Por: Maria Lucia Fattorelli, Auditora-fiscal, Coordenadora nacional da Auditoria Cidadã da Dívida
08 de Jul de 2019
Enquanto toda atenção da mídia se
volta para a necessidade de “economizar” R$ 1 trilhão, nos próximos dez anos,
com as medidas de corte de aposentadorias, pensões e demais benefícios
previdenciários de que trata a PEC 6/2019, atingindo principalmente os mais
pobres, está sendo tentada a legalização da remuneração ilegal da sobra de
caixa dos bancos, que custou cerca de R$ 1 trilhão às contas públicas nos
últimos dez anos.
Conforme registrado nos balanços
do Banco Central, R$ 754 bilhões (de 2009 a 2018, cerca de R$ 1 trilhão
atualizados monetariamente) foram pagos aos bancos, para remunerar diariamente
a sua sobra de caixa, ou seja, todo o volume de recursos que os bancos não
conseguem emprestar e, portanto, sobra em seu caixa. Essa remuneração é ilegal,
pois a figura do “depósito voluntário remunerado”, que consta do PL 9.248/2017,
ainda não foi aprovada.
"Sistema destinou a bancos R$ 1 trilhão das contas públicas nos
últimos 10 anos"
Nova tentativa de “legalização”
dessa indecência, que prejudica toda a economia real do país, está contida no
projeto de autonomia do Banco Central – PLP 112/2019 – de forma bem despistada:
“IV – receber os recolhimentos
compulsórios de que trata o inciso III e, ainda, os depósitos voluntários à
vista ou a prazo das instituições financeiras, consoante remuneração, limites,
prazos, formas de negociação e outras condições estabelecidos em regulamentação
por ele editada;
...
XII – efetuar, como instrumento
de política monetária, operações de compra e venda de títulos públicos
federais, consoante remuneração, limites, prazos, formas de negociação e outras
condições estabelecidos em regulamentação por ele editada, sem prejuízo do
disposto no art. 39 da Lei Complementar nº 101, de 4 de maio de 2000;”

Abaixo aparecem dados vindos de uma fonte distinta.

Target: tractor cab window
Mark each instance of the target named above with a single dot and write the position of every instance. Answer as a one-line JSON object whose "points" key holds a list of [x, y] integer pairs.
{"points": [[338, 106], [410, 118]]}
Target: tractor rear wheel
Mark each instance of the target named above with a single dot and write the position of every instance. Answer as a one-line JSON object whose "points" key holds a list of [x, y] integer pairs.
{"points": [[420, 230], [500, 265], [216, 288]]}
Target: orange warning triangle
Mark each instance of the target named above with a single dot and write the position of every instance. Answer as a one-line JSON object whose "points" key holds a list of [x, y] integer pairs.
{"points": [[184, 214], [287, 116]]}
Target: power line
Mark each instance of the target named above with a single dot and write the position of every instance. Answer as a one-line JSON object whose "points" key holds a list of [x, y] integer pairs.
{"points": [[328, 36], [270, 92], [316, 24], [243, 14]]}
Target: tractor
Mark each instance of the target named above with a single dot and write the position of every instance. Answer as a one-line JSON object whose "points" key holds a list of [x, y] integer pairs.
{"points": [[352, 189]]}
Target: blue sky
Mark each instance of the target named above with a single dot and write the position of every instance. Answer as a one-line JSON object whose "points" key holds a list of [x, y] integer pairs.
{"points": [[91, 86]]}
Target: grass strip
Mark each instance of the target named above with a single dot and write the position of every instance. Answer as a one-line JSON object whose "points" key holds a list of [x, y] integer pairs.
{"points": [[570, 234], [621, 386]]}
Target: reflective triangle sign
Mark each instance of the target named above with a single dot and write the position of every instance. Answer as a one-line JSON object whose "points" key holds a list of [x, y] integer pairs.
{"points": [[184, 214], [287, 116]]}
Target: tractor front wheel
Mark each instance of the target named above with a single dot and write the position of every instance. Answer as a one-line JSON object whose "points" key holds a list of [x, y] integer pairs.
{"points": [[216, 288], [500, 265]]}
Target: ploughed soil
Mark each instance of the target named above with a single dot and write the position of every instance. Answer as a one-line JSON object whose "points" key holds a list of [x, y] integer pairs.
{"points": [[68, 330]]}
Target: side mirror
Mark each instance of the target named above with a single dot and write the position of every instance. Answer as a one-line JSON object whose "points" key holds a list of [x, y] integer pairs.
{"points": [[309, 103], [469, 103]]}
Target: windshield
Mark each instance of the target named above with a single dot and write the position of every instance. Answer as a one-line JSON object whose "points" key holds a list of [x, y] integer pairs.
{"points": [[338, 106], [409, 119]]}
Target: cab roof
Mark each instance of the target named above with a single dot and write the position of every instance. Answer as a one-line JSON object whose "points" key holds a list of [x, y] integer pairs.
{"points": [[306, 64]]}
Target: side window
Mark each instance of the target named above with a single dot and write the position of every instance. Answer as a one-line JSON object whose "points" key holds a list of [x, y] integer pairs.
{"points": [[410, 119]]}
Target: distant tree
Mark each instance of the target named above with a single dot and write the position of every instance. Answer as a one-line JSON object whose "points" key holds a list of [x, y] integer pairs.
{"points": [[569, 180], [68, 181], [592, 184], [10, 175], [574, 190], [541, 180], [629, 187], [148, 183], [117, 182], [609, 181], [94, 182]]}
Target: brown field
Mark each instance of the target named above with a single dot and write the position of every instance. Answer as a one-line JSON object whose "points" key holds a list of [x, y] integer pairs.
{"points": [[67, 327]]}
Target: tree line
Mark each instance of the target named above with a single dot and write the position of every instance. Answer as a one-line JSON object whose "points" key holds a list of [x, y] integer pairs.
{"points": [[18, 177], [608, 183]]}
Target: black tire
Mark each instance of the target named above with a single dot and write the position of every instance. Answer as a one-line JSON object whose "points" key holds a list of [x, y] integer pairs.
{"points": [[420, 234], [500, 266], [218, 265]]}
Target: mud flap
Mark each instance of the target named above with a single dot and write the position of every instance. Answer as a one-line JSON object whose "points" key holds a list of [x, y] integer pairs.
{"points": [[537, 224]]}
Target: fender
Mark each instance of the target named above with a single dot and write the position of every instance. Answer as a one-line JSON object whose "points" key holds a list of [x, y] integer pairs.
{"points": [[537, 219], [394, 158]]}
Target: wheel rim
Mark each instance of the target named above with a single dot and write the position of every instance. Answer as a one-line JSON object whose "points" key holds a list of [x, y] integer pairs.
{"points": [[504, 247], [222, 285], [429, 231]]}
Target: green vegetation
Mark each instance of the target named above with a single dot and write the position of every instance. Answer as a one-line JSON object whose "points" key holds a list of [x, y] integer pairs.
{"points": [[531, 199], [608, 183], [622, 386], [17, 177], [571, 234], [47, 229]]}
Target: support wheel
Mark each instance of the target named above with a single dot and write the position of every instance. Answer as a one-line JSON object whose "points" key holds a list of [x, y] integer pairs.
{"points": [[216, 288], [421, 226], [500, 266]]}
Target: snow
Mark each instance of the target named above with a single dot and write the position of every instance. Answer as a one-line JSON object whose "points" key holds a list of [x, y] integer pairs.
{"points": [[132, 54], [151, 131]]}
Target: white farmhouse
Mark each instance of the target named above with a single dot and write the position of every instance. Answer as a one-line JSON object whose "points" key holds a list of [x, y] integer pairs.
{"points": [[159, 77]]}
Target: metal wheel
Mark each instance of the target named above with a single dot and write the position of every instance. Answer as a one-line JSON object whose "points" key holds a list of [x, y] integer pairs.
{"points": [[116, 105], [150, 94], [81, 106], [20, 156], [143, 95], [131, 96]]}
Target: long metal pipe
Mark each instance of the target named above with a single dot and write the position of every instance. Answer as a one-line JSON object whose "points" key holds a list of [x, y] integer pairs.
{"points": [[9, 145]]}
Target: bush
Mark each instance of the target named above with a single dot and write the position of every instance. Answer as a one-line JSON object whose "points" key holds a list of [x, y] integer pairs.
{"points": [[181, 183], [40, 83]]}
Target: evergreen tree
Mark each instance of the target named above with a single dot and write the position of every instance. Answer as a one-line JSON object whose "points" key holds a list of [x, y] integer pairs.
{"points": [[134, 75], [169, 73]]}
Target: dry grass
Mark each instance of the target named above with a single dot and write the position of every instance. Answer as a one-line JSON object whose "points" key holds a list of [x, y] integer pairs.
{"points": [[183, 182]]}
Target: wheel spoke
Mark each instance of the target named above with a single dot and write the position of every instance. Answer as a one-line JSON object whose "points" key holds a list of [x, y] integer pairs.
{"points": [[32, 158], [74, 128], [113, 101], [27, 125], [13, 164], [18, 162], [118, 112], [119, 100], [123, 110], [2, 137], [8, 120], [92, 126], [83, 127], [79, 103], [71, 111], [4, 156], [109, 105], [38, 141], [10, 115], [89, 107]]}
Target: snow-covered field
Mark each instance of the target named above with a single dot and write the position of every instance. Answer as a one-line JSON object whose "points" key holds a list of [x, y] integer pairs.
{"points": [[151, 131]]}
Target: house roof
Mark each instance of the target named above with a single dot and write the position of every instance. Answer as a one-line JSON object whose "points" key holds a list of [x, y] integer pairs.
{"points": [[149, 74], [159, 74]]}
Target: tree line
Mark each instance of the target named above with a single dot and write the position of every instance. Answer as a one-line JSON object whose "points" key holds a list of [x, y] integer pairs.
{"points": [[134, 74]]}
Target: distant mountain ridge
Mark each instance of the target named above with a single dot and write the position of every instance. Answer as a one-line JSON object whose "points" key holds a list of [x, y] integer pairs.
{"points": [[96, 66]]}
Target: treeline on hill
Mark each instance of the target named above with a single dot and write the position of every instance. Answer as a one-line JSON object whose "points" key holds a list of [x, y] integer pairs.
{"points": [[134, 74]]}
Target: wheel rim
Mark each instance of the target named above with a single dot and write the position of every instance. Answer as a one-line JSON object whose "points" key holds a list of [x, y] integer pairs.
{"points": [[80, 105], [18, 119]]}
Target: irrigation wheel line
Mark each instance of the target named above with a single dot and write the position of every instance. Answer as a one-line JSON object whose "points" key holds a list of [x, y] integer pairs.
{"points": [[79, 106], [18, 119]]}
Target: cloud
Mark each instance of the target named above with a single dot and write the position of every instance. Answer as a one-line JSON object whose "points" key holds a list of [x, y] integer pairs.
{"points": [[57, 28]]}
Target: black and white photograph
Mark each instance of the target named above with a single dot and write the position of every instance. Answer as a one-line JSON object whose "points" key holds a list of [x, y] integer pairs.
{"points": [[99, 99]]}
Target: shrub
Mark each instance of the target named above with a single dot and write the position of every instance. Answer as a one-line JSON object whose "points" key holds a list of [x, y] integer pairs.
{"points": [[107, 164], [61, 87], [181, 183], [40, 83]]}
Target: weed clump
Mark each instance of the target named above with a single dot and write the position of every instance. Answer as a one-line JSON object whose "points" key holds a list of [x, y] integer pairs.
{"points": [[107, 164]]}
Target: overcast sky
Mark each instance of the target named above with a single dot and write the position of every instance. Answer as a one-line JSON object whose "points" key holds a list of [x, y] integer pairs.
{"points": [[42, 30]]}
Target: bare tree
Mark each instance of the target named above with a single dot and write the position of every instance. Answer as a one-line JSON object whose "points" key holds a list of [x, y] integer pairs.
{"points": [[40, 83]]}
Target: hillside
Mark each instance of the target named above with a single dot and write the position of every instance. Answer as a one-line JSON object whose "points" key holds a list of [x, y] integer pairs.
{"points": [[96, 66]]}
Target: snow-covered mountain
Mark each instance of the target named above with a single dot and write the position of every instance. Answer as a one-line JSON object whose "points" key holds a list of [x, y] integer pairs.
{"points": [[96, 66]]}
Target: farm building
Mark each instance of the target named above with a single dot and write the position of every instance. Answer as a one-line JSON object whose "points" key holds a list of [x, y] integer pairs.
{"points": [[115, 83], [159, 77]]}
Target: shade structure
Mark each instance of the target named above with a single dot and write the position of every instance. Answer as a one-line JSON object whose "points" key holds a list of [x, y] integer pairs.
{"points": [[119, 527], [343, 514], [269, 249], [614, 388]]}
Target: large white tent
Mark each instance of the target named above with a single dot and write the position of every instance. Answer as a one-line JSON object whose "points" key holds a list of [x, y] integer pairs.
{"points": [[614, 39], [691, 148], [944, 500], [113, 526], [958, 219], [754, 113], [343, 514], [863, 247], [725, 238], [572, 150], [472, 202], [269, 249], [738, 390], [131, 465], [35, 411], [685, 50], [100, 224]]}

Temos R$ 1 trilhão sobrando para
pagar remuneração sobre depósitos voluntários que os bancos fazem no Banco
Central? Essa remuneração diária da sobra de caixa dos bancos tem sido
extremamente danosa à nossa economia, sendo inclusive uma das principais causas
da crise econômica em que nos encontramos.
A elevação da taxa básica de
juros Selic de 7,25% (2013) para 14,25% (2015-2016), combinada com o aumento do
volume dos Depósitos Voluntários no Banco Central, remunerando R$ 1 trilhão da
sobra de caixa dos bancos nessa taxa absurda, gerou escassez de moeda na
economia e elevou brutalmente as taxas de juros de mercado, inviabilizando o
crédito e provocando a falência de milhões de empresas, o aumento do desemprego
e a queda do PIB em mais de 7% em 2015-2016, e segue estacionado.
As taxas de juros de mercado são
absurdamente altas no Brasil por causa dessa remuneração diária garantida pelo
Banco Central. Ora, por que os bancos correriam riscos de emprestar para
empresas e pessoas, se podem contar com remuneração diária e garantida?
É evidente que se o Banco Central
deixasse de conceder essa remuneração diária, os bancos não iriam querer ficar
com essa montanha de R$ 1 trilhão parada em seu caixa; imediatamente reduziriam
as taxas de juros oferecidas ao mercado, para conseguir emprestar e lucrar. Com
acesso a crédito, empresas voltariam a crescer e gerar emprego e renda,
dinamizando toda a economia e fazendo desaparecer a crise atual.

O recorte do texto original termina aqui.